Another challenge involves balancing specificity and generalization. Aligning functions closely with user prompts simplifies LLM function binding but risks generating an excessive number of narrowly tailored functions. Future work should explore techniques to consolidate overfitted functions into generalized ones without sacrificing the LLM’s ability to accurately map prompts to these broader definitions.

Hybrid strategies also represent a promising direction for future research. By dynamically adapting both function definitions and prompts, hybrid methods could combine the precision of API-aligned approaches with the flexibility of user-aligned ones, offering a balanced and scalable solution for real-world applications.

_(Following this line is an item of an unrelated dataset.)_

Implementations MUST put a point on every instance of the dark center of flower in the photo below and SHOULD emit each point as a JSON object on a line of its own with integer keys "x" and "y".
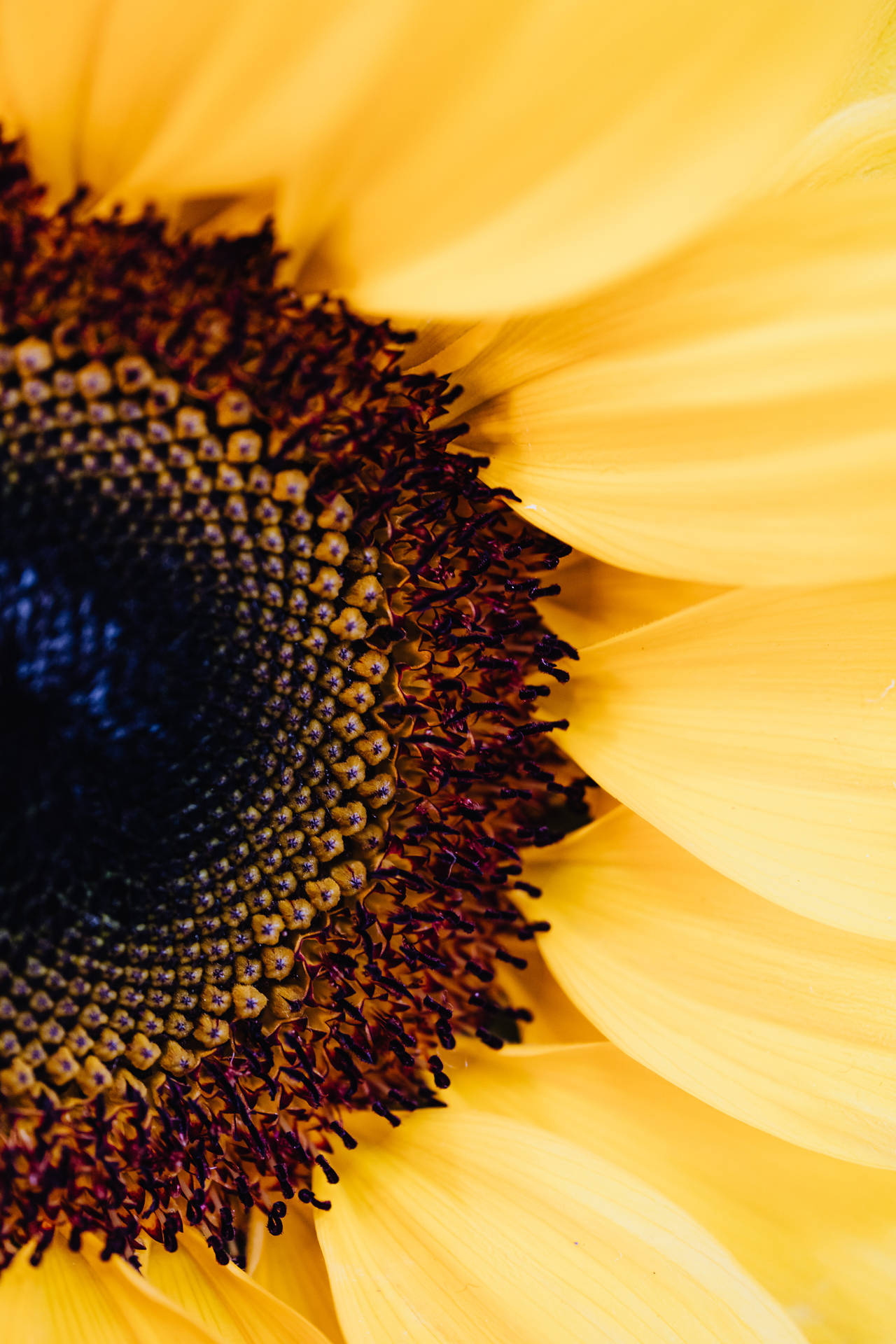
{"x": 265, "y": 727}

In conclusion, the user-aligned approach provides a compelling direction for improving LLM accuracy in function-calling tasks, but its practical scalability and reliability remain dependent on further refinement and testing. Addressing challenges such as testing efficiency, function generalization, and broader benchmarking will be crucial to unlocking the full potential of this method. By combining these efforts with hybrid strategies, the field can advance toward more versatile and robust LLM function-calling mechanisms.